Ciertamente la circunstancia que es posible articular para un decir poético que se las tiene que ver con el riesgo de su propia clausura, está otorgada por la frontera desde donde los poemas de este libro enuncian su discurso: en el habitar ajeno de un país extranjero que refiere un habla inasimilable para constatar su propia extraterritorialidad. Tal vez por eso, el título de este libro es decidor: hace referencia a una dirección, a una calle, a un sitio localizable en la geografía umbrosa y fértil del país del norte, pero que también revela una impersonalidad que abruma en su disposición cotidiana.
Sin embargo, los logros expresivos de varios poemas de este libro resultan notables, tanto por el despojo existencial que nos comunican, como por la forma de decir que aquel mismo despojo adquiere en un tono de hondura y meditación que no rehúye la exposición desnuda ante los ojos de cualquier lector.
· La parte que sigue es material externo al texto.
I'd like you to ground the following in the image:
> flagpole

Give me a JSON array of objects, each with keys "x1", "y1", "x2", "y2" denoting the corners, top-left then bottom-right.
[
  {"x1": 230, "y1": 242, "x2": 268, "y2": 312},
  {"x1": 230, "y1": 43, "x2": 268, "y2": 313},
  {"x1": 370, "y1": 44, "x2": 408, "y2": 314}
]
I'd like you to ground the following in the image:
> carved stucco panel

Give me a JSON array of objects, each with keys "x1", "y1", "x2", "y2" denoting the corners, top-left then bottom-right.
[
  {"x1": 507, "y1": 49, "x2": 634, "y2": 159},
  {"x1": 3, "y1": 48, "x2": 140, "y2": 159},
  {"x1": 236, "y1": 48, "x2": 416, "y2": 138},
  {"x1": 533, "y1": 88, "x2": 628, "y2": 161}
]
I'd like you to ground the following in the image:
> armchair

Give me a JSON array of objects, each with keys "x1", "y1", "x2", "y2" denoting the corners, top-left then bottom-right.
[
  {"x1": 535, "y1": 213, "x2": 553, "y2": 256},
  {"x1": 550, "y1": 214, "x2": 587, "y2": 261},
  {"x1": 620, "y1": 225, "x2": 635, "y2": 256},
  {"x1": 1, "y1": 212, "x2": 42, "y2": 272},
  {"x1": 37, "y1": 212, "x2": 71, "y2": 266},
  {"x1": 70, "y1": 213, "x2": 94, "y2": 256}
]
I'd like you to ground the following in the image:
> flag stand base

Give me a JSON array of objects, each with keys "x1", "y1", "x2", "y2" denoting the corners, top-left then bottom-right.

Forma de decir que se arriesga en pulsar las cuerdas de una subjetividad para nada paciente, acomodaticia o segura de sí misma. Como lector, me gustaría imaginar este tercer libro de Rioseco, no tanto o exclusivamente como un contraste formal y estilístico respecto de sus libros anteriores, cosa que ciertamente puede hacerse. Me gustaría, en todo caso, imaginarlo en una estela de contrastes complementarios, tal como Cantos de vida y esperanza no se opone a Prosas profanas, sino más bien estableciendo ámbitos de experiencia que ahondan las visiones originales que el camino culterano del nicaragüense poseía in nuce y que no anulan sus búsquedas de un lenguaje que le fuera propio o característico. Así, creo que los mejores poemas de Rioseco que conforman 2323 Stratford Ave son el necesario complemento de una manera de asumir la escritura que amplia su registro expresivo y coloniza una región difícil de asir, aquella que hace de la inmediatez experiencial, una peculiar manera de estar en el mundo y que implica una asunción de lo poético como un modo de dejar constancia de una biografía escritural que significa, nada más ni nada menos, ver la posibilidad de verbalizar incluso, la exposición extrema de una lengua que se escribe, pero que no se habla.